(68)ケイト氏の誤算?     
2005年9月26日(月)晴れ

 ペンションを開業して13年、開業時からともに暮らしているハチ姫も今年13歳になり最近は寄る年波に勝てず耳も遠くなり目も霞んでよく見えないようである。散歩の時は地面に顔をこすりつけるようにして歩く姿に我が身を照らし合わせて体力が落ちているのはハチ姫ばかりではないとしみじみ思うのである。

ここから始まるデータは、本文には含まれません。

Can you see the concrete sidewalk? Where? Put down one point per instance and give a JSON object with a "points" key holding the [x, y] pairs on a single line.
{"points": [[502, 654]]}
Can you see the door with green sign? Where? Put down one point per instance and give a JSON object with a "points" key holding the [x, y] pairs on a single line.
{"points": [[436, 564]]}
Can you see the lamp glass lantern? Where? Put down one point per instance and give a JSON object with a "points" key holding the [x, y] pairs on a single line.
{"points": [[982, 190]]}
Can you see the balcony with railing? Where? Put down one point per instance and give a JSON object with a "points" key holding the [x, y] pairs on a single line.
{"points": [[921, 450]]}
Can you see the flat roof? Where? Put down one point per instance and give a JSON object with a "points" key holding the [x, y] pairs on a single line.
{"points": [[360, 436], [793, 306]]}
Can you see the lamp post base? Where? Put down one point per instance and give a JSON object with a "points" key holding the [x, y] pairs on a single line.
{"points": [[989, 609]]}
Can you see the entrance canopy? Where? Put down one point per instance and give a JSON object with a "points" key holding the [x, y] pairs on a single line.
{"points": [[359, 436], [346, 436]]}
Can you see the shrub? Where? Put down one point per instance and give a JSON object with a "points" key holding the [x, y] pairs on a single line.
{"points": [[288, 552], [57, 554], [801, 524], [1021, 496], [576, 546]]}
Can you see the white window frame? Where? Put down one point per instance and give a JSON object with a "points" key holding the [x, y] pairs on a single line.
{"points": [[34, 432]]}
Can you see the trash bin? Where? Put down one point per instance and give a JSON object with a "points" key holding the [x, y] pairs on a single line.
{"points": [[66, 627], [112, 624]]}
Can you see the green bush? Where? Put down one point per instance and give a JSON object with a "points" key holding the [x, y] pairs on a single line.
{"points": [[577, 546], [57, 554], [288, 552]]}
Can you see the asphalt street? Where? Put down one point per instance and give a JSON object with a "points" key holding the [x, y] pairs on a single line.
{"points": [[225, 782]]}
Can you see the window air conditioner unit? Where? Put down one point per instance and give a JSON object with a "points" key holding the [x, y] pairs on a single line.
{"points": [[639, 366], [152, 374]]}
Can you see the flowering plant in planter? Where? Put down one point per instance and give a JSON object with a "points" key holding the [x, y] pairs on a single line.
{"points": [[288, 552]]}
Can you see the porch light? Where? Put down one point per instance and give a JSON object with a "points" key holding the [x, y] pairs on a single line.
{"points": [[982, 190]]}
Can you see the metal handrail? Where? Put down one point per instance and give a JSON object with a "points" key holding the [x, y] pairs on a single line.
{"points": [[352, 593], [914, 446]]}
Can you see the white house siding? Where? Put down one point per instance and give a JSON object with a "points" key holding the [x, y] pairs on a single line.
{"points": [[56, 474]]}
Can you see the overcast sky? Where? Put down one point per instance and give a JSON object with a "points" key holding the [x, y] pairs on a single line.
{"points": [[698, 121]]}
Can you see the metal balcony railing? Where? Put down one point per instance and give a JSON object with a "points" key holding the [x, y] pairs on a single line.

 そんな訳で毎年夏の繁忙期のみ夕食のサービスを控えさせていただいて体力の温存を図ってなんとか夏を乗り越えているのであるがお部屋のお掃除や朝食のパン作りはいつもと変わらずあるので結局楽が出来るのはケイト氏一人ということになってしまう。そこでケイト氏も自分ばかり楽をしては申し訳ないとばかりに夜はカウンターバーをオープンすると言い出したのである。夕食を外で召し上がっていただくのでお車のお客さまはアルコールが飲めないから帰ってきてから飲みたいはずだと考えたようなのである。

 早速カクテルに必要なお酒や炭酸などいろいろ買い込んで来たまでは良いのであるがケイト氏はほとんどお酒が飲めないので今までカクテルを作ったことがないのである。本を見ながらああだこうだと何種類も作りそれをMrs.ケイトに味見をさせるのである。しかもこちらはお掃除の真っ最中なので昼日中からほろ酔い気分でお仕事をすることに。どうにかお客さまにお出し出来そうなレベルになりいよいよカウンターバーをオープンしたのであるが……。

 残念。ケイト氏の目論見は見事に外れてしまい殆どのお客さまはお部屋に直行なのでありました。開店休業の続いたバーは自然消滅とあいなったのであるがそれにしても仕入れたお酒はいずこへ消えてしまったのであろうか?